OA: Wenige Stunden vor dem Bundesligastart in Lemgo: Wie sehr freuen Sie sich auf die neue Saison?

Christoph Schindler: Sehr! Natürlich freut man sich immer auf eine neue Saison. Es ist immer interessant zu sehen, wie sich die Mannschaft nach der wochenlangen Vorbereitung mit den neuen Spielern im Ligabetrieb präsentiert. Das Wichtigste ist aber: Endlich wieder 1. Liga nach drei Jahren Abstinenz. Von daher ist die Vorfreude natürlich riesig.

 

OA: In der vergangenen Saison war der VfL Gummersbach der Gejagte in der 2. Liga. In dieser Saison wird es vermutlich nur um den Klassenerhalt gehen. Können die Spieler diesen Rollenwechsel sofort umsetzen?
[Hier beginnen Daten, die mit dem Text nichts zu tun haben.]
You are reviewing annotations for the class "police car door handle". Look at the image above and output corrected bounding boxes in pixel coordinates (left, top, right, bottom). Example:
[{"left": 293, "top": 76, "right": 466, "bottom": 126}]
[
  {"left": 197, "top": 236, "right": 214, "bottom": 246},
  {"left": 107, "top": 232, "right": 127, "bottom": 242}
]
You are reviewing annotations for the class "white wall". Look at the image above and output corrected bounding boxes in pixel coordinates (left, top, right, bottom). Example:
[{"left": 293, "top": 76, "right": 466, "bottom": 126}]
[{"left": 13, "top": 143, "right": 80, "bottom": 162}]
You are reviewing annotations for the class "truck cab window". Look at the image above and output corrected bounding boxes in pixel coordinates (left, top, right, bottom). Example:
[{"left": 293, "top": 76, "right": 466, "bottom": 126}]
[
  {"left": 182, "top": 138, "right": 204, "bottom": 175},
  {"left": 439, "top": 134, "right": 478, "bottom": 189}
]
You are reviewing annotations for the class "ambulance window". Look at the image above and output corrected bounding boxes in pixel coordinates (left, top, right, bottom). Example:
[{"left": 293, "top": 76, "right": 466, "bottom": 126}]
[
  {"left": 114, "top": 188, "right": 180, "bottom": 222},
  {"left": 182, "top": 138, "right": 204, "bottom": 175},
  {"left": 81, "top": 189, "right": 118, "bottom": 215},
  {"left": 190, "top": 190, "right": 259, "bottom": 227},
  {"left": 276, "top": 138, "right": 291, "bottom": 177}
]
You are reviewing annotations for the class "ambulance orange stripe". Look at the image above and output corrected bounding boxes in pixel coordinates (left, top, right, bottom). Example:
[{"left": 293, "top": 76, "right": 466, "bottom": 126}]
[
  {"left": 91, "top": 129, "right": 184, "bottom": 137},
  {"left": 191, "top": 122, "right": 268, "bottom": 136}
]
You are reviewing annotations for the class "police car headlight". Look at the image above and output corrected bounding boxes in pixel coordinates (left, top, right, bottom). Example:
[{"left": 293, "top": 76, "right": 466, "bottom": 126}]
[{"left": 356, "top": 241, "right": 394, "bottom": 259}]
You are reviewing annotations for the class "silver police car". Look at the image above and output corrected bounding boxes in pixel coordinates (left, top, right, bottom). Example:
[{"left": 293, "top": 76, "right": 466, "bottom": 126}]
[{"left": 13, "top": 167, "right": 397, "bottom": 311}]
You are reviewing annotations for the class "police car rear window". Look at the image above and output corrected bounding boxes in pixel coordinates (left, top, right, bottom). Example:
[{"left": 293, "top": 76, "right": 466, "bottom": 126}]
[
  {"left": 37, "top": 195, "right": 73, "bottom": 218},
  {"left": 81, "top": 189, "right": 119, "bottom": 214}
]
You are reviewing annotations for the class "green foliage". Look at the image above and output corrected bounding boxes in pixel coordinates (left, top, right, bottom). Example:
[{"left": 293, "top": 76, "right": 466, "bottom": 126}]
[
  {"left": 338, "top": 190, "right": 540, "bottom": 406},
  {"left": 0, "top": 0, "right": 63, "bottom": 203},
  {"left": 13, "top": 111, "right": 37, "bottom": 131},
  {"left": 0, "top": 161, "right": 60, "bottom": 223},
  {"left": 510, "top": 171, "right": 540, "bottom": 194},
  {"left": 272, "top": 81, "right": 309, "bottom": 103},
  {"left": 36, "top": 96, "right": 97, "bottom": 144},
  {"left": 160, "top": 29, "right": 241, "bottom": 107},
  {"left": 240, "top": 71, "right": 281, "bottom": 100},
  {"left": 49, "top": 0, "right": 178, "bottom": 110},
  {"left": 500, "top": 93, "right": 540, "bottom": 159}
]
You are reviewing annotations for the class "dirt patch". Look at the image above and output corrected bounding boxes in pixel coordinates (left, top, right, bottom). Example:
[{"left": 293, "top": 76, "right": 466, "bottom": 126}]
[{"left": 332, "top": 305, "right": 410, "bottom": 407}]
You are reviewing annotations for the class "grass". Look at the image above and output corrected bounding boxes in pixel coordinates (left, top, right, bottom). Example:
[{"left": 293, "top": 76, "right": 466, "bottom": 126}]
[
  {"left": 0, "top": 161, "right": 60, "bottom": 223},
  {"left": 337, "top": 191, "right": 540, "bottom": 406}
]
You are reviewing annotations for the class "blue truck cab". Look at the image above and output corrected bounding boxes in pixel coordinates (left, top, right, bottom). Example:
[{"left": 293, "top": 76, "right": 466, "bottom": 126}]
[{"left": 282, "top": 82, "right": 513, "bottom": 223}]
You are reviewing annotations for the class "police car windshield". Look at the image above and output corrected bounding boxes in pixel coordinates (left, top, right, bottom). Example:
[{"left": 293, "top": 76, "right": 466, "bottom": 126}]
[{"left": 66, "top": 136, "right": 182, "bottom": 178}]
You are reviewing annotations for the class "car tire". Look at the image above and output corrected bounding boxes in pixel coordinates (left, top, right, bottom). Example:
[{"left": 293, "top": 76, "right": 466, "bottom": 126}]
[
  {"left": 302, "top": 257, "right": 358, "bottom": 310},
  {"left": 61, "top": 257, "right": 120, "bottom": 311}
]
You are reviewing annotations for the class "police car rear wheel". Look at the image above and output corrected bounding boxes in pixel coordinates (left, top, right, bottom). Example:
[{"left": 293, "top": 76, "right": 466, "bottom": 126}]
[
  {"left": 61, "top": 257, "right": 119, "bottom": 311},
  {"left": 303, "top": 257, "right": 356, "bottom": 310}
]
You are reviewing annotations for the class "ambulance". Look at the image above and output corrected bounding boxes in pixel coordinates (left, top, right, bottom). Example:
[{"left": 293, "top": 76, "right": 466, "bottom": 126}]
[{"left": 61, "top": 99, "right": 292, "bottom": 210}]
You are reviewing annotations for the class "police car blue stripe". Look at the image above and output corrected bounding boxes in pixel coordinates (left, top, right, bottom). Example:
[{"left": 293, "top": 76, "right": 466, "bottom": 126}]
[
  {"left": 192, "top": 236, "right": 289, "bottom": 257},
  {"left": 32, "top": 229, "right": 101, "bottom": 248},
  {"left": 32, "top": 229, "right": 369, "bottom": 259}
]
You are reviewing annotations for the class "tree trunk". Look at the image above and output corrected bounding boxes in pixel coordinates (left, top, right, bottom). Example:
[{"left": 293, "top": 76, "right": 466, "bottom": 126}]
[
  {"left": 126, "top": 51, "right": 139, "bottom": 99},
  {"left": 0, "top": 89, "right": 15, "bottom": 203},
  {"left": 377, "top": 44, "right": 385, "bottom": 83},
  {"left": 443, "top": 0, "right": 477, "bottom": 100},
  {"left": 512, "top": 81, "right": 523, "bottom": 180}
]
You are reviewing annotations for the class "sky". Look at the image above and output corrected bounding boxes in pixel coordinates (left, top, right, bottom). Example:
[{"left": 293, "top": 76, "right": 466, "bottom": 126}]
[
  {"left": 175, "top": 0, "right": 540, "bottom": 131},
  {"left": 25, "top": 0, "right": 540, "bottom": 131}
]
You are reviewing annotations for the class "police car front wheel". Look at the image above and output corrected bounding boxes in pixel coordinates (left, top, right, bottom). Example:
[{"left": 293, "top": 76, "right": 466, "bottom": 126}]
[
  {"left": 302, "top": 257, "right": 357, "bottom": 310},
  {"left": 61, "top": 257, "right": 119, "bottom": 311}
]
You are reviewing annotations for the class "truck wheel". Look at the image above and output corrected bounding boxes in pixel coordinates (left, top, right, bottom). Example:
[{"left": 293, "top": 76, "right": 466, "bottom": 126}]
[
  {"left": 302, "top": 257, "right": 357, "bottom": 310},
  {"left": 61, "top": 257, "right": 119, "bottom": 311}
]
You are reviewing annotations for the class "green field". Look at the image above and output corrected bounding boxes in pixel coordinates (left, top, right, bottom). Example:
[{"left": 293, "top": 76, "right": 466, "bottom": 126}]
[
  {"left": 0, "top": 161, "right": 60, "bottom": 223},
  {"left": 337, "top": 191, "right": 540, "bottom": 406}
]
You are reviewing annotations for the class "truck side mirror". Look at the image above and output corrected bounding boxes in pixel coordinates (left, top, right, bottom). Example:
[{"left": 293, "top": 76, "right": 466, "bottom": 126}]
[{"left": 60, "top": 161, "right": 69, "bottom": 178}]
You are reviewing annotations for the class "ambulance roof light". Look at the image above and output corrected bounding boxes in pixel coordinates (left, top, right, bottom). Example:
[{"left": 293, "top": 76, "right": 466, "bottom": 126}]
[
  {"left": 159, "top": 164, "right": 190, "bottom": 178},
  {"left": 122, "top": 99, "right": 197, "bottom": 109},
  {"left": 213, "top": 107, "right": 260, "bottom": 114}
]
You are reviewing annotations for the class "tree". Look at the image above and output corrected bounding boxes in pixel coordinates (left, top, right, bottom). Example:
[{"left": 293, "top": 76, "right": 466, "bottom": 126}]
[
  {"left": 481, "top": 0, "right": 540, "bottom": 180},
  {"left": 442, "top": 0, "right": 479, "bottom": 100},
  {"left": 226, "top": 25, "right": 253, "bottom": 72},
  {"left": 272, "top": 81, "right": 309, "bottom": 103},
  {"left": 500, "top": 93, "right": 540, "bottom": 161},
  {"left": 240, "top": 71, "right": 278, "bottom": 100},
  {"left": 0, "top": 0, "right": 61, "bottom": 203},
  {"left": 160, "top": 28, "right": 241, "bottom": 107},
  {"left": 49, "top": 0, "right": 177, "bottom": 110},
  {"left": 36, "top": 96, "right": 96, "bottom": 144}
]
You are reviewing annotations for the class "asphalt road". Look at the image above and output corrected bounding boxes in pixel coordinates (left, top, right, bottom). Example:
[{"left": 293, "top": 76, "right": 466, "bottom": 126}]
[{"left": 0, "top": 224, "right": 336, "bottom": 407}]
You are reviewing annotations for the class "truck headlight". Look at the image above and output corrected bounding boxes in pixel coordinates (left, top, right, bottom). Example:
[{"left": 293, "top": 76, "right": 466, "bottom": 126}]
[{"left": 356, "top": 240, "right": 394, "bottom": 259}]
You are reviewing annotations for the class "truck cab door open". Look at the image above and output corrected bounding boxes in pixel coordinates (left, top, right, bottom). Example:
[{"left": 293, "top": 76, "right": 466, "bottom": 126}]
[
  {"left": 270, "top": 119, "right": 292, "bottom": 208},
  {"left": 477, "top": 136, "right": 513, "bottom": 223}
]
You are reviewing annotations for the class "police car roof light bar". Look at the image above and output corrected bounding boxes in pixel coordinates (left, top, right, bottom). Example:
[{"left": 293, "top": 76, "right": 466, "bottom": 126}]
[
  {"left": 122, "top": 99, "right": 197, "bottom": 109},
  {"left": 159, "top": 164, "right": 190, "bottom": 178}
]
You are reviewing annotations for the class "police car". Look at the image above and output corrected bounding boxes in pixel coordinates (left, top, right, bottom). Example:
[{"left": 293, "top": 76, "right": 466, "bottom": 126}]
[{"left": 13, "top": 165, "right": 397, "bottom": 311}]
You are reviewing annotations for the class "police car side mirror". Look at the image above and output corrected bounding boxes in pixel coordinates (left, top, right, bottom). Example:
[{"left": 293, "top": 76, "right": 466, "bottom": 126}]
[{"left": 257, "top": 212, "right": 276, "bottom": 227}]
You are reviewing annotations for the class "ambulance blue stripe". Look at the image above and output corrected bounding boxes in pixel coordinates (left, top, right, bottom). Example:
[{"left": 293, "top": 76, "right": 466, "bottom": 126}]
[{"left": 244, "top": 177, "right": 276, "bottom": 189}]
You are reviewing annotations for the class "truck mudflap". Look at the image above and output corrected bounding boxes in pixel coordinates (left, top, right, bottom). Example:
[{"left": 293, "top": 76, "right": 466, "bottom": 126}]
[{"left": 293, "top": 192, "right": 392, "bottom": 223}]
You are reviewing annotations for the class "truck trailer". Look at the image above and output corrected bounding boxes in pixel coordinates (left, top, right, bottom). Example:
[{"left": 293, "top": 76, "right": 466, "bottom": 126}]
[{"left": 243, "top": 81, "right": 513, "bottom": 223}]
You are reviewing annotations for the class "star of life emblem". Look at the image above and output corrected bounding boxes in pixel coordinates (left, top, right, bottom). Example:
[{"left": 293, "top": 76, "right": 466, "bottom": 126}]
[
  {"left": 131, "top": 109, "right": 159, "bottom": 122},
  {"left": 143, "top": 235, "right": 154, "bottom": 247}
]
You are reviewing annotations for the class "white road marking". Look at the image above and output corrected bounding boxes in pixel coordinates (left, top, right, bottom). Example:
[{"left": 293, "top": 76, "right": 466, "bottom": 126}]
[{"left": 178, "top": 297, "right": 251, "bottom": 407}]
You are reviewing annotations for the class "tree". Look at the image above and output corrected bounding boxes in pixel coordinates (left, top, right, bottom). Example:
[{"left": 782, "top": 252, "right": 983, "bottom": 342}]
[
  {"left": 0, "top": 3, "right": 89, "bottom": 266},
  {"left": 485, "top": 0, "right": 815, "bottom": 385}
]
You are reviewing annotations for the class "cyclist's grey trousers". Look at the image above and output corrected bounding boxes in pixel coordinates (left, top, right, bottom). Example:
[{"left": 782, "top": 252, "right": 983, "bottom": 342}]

Schindler: Das werden wir sehen. Mit Dominik Mappes und Miro Schluroff haben wir Spieler, die diese Situation schon kennen. Prinzipiell ist die Situation aber selbstverständlich eine andere gewonnen, gerade für die Spieler, die aus der vergangenen Saison fast nur das Gewinnen kennen. Da wird es auch zu Momenten kommen, wo man vielleicht ein bisschen mehr miteinander reden muss als sonst. Prinzipiell sollten wir uns darüber aber wenig Gedanken machen, sondern versuchen, befreit aufzuspielen. Ich glaube aber auch, dass jedem Spieler bewusst ist, dass wir jetzt wieder mehr verlieren als gewinnen werden.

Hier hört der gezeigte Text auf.